The Economics discipline traditionally separates things we produce into ‘goods’ and ‘services’, but in reality services are acts of human labour (requiring air, sunlight, food and water), and all goods are just collections of services bundled together. Think, for example, about making a simple mud sculpture. The first ‘service’ is the act of pulling mud up out of the ground. The second service might be shaping it. The third might be hardening it. You end up with a single object, but it’s actually multiple acts of labour combined with the sun and earth. Every object around you, in the final analysis, is like this. Even high tech machines that are manufactured by using other machines are like this: somebody had to make the machines that make the machines, and extract the materials they’re made from, and turn them on, and so on. Look far enough back into a supply chain, and everything traces back to human energy applied to the earth.
Pointing this out isn’t just a geeky matter of being pedantic. There are huge political and ecological consequences to our perceptions of separation, and to our inability to see the organic processes behind products sitting on a shelf, or on an Amazon.com page. For example, the illusion of separation can conceal exploitation of both people and the earth. We don’t see the exploitation. We just see an object, detached from its origins. When you hear economic myths that tell you that the economy is just a collection of separate people trading things, be aware that this is also a story that could serve a political purpose: for example, by drawing your attention to the surface level appearance of an economy, rather than the deep reality, it’s a story that could promote the continued concealment of exploitation.

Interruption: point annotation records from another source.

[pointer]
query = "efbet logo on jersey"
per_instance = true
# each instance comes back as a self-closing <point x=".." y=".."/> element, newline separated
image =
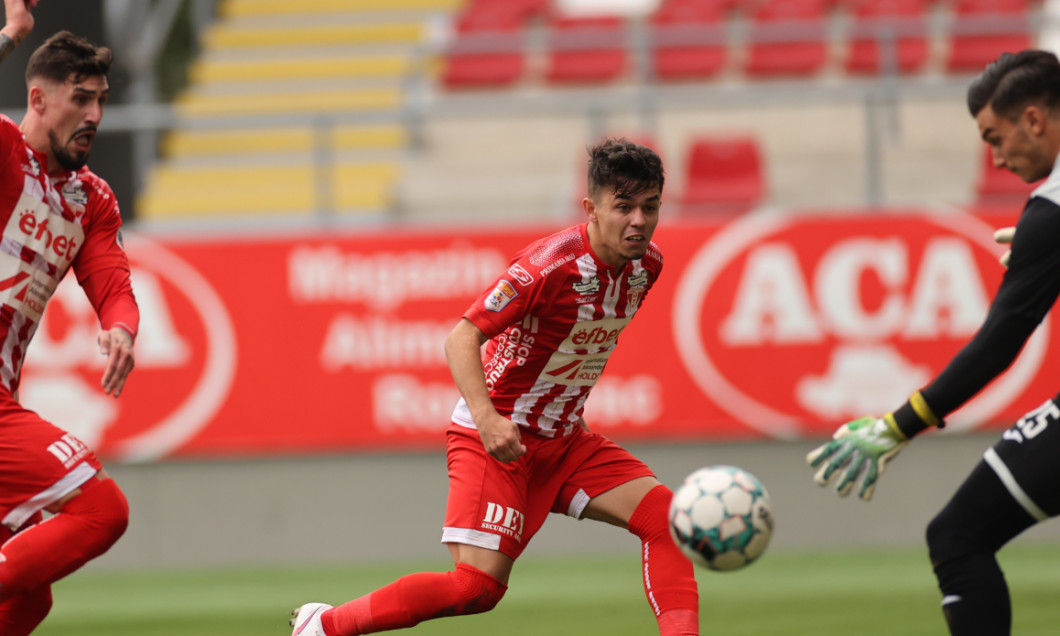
<point x="500" y="296"/>
<point x="504" y="519"/>
<point x="849" y="317"/>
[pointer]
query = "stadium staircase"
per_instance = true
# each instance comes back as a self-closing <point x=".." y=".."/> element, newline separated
<point x="294" y="108"/>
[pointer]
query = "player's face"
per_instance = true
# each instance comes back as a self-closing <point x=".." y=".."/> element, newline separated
<point x="621" y="225"/>
<point x="72" y="115"/>
<point x="1017" y="145"/>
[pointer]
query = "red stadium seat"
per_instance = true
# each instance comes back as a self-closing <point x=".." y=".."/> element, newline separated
<point x="488" y="51"/>
<point x="688" y="39"/>
<point x="904" y="20"/>
<point x="586" y="50"/>
<point x="999" y="188"/>
<point x="723" y="175"/>
<point x="985" y="29"/>
<point x="788" y="37"/>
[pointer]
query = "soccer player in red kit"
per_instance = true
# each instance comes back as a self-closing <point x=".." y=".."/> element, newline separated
<point x="517" y="447"/>
<point x="55" y="214"/>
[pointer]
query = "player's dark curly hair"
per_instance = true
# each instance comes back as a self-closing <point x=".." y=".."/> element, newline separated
<point x="1013" y="82"/>
<point x="65" y="54"/>
<point x="622" y="166"/>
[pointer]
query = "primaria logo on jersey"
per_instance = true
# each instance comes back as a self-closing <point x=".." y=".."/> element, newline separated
<point x="849" y="316"/>
<point x="500" y="296"/>
<point x="520" y="275"/>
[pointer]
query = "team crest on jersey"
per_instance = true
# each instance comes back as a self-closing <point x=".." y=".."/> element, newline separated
<point x="500" y="296"/>
<point x="73" y="192"/>
<point x="587" y="286"/>
<point x="638" y="280"/>
<point x="520" y="275"/>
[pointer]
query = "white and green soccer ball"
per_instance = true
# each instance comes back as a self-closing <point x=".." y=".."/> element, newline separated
<point x="721" y="517"/>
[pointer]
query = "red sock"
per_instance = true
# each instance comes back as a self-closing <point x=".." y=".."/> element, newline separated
<point x="86" y="527"/>
<point x="20" y="615"/>
<point x="413" y="599"/>
<point x="669" y="579"/>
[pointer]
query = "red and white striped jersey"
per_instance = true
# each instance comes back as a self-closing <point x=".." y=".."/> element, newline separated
<point x="553" y="319"/>
<point x="52" y="223"/>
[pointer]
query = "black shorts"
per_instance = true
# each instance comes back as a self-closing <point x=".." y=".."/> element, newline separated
<point x="1027" y="460"/>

Our economic myths and illusions can also be downright dangerous, leading to ecological collapse, but at a more mundane level they also just hamper our ability to understand our place in an economy. They prevent us from feeling connected to what’s going on, and reduce our ability to make good decisions. They make us feel alienated. They make us obsess about stuff. They can create confusion and anxiety, or inspire apathy or numbness. To truly feel our economy, and remove that numbness, we need to reground our understanding of it, and that requires going back to first principles.